You are viewing an old version of this page. View the current version.

Compare with Current View Page History

« Previous Version 7 Next »

Configuring kdump

If kdump is not configured on your system. Below is an article explaining how to configure it.

EL 6

https://access.redhat.com/documentation/en-US/Red_Hat_Enterprise_Linux/6/html/Deployment_Guide/s2-kdump-configuration-cli.html

EL 7

https://access.redhat.com/documentation/en-US/Red_Hat_Enterprise_Linux/7/html/Kernel_Crash_Dump_Guide/sect-kdump-config-cli.html

Crash Overview

Need the correct vmlinux and vmcore (don't need the systemmap if you have the correct vmlinux)

-> system.map depends on how the kernel is compiled.

-> debug kernel info

Debugging Kernel Crash dump

crash /boot/System.map-2.6.32.lustremaster vmlinux vmcore
--> vmlinux is located in ./BUILD/kernel-2.6.32.lustremaster/vmlinux
--> /var/crash/*/vmcore

Using Crash

It helps to have the debug info for the modules. This will allow crash to display source code line numbers as well as enable it to know the Lustre/LNet structures, which can then be printed.

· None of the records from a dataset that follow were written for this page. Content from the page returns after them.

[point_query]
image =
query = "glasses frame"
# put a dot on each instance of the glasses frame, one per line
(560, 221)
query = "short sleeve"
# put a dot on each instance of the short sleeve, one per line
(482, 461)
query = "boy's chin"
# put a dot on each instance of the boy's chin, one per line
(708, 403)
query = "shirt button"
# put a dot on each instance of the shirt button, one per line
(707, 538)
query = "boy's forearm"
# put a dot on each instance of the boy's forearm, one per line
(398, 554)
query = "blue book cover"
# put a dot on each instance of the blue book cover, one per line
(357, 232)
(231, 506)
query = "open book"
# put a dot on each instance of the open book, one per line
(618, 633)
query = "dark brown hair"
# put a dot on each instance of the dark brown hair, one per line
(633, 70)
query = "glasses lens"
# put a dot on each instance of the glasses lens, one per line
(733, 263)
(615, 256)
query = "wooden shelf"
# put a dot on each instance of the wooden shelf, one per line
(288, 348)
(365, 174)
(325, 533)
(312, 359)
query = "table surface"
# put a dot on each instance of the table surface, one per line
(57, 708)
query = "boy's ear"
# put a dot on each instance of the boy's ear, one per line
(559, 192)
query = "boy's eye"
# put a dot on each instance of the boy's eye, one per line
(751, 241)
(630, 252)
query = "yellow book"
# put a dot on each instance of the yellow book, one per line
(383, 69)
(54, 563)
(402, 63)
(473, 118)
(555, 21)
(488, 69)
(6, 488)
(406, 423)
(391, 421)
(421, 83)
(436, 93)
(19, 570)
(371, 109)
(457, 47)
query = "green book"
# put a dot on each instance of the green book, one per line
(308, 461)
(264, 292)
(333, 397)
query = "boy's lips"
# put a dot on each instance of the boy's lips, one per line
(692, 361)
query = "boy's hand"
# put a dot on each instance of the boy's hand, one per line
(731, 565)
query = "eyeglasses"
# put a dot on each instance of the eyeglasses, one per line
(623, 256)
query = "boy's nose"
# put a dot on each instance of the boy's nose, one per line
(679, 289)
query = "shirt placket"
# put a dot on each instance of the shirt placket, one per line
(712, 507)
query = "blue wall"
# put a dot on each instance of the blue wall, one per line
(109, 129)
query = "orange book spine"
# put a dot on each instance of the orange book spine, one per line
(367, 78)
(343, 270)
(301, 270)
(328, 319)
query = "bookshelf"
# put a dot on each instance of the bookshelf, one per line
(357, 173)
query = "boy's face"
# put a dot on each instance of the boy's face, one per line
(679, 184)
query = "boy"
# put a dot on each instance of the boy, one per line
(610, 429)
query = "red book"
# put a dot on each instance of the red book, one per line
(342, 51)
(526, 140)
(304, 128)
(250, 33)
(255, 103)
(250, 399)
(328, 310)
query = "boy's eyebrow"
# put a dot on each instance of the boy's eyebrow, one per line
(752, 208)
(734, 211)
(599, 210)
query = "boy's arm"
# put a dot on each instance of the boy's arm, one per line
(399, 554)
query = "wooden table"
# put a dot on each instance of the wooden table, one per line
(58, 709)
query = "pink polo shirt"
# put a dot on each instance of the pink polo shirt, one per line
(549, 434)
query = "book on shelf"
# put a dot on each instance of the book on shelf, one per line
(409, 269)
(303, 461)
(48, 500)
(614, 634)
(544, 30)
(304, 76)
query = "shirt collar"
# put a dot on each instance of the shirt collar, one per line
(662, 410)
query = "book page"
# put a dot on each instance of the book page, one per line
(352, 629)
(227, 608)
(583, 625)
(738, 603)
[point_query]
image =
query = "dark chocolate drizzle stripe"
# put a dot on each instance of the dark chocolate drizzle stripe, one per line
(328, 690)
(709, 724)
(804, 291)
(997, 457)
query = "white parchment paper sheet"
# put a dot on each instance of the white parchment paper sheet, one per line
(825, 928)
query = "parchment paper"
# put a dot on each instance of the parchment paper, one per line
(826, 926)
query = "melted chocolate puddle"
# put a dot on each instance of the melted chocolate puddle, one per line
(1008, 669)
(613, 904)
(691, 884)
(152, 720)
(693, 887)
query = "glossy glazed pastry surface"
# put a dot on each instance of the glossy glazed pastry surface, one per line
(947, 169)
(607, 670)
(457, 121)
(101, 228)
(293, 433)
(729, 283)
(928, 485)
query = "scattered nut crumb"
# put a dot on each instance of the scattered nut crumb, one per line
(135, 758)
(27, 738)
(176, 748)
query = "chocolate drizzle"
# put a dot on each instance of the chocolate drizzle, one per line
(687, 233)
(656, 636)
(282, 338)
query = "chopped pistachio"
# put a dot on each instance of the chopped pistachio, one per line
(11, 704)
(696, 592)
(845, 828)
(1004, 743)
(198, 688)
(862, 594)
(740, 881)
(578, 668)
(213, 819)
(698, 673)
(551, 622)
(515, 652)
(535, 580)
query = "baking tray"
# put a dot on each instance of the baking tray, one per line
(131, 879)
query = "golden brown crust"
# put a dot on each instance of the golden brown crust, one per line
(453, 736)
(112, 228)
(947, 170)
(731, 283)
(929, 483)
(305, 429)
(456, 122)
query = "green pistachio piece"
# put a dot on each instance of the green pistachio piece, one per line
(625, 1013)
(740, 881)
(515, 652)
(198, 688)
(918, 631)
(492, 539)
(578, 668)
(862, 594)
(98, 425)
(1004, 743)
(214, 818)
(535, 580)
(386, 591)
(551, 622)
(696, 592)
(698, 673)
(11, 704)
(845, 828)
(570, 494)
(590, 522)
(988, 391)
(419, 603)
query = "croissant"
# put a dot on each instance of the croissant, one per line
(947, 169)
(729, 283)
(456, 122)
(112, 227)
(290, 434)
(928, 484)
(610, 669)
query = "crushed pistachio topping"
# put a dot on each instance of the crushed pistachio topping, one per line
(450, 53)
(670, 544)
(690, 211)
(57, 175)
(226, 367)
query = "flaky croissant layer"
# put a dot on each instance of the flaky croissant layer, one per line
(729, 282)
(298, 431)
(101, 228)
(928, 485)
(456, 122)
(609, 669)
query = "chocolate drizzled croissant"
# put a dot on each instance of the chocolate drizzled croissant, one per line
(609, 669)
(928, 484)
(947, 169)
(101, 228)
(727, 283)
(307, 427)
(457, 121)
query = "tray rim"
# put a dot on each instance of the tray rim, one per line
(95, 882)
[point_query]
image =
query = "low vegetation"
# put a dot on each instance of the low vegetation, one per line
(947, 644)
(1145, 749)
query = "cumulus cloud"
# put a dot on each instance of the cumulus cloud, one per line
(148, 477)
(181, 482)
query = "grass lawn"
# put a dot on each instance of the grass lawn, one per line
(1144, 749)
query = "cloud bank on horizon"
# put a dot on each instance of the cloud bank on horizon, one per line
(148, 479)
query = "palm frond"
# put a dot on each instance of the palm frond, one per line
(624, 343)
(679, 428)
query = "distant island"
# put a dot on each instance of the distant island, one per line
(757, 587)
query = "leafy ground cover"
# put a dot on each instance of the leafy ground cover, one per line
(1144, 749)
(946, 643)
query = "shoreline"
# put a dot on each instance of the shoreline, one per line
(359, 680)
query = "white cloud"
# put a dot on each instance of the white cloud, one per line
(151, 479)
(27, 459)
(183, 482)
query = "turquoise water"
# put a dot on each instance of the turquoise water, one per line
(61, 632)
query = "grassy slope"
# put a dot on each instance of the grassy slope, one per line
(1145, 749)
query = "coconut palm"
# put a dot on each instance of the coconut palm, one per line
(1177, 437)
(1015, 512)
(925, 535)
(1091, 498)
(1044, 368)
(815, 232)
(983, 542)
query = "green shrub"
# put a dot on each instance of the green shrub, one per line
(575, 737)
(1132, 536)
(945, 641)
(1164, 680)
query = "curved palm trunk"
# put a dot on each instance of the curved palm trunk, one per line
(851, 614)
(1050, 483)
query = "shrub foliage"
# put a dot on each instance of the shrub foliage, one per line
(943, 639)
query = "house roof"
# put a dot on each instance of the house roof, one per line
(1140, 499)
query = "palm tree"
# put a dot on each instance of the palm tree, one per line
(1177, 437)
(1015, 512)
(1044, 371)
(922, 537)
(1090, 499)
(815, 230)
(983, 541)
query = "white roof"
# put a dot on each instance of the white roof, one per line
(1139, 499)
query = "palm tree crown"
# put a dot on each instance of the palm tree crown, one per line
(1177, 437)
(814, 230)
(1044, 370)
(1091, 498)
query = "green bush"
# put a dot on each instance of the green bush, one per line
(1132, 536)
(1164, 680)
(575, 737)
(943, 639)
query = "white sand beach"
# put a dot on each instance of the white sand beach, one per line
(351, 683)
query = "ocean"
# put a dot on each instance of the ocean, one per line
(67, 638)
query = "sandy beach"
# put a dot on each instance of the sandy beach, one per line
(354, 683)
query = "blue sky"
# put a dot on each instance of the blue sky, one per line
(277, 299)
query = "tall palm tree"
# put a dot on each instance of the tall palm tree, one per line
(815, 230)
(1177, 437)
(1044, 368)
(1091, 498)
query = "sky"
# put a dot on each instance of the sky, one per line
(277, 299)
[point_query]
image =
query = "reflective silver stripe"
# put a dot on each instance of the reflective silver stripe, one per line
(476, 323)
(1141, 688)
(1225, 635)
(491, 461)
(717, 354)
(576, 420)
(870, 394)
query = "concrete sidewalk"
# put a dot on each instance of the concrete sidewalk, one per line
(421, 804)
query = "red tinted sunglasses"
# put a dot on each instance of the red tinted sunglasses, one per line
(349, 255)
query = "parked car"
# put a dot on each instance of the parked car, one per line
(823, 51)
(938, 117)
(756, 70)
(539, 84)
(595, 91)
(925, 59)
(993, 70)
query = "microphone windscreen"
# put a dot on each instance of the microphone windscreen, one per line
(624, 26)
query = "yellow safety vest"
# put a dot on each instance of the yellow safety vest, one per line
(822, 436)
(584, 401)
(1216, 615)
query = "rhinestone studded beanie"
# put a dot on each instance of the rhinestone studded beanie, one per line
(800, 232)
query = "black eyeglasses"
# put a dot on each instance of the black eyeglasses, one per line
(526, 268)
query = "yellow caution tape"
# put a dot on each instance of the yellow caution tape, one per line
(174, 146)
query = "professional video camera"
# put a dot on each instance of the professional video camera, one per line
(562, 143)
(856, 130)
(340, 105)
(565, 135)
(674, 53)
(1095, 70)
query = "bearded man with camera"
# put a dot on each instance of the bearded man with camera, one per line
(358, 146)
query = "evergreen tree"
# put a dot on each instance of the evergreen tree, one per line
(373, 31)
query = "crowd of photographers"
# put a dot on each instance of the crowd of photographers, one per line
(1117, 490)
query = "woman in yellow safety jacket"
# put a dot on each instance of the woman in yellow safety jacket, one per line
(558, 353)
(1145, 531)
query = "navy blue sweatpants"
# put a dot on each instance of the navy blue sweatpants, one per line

This is accomplished by installing the debug info rpm: lustre-debuginfo-*.rpm

Then you load the kernel modules (including Lustre/LNet modules):

mod -S /usr/lib/debug/usr/lib/modules/

Once modules are loaded you cand perform the following commands

# Display stack trace for crashed task
bt
 
# gives you stack trace for all the CPUs
bt -a
 
# gives you task list in condensed form
ps
 
# give you more info on each call, including stack addresses.
bt -f
 
# print back trace with line numbers
bt -l
 
# print stack traces for all tasks
foreach bt | less
 
# print the stack trace for wanted task
bt [<PID> | <task pointer>]
 
# to examine type definitions
whatis <type name>
 
# EXAMPLE:
crash> whatis the_lnet
lnet_t the_lnet
 
crash> whatis lnet_t
typedef struct {
    ....
} lnet_t;
 
# examining global variables
crash> the_lnet
the_lnet = $1 = {
  ln_cpt_table = 0xffff883cecde6940, 
  ln_cpt_number = 16, 
  ln_cpt_bits = 4, 
  ln_res_lock = 0xffff883ce8a8a1a0,
  ...
}
 
# examining local variables
<struct name> <address>
# EXAMPLE (more details below)
lnet_peer_ni <address>

Disassembling functions to find structure pointers and print

It is often necessary to print certain structures and their values for testing. In order to do that we need to find the pointer to the structure memory. To accomplish that we need some understanding of AMD64 assembly and registry usage:

reference http://www.x86-64.org/documentation/abi.pdf

First, disassemble function

dis <function name>

Second, trace down the pointer. Best way to demonstrate is through an example.

Disassemble and debug

We have the following assert triggered in lnet_destroy_peer_ni_locked().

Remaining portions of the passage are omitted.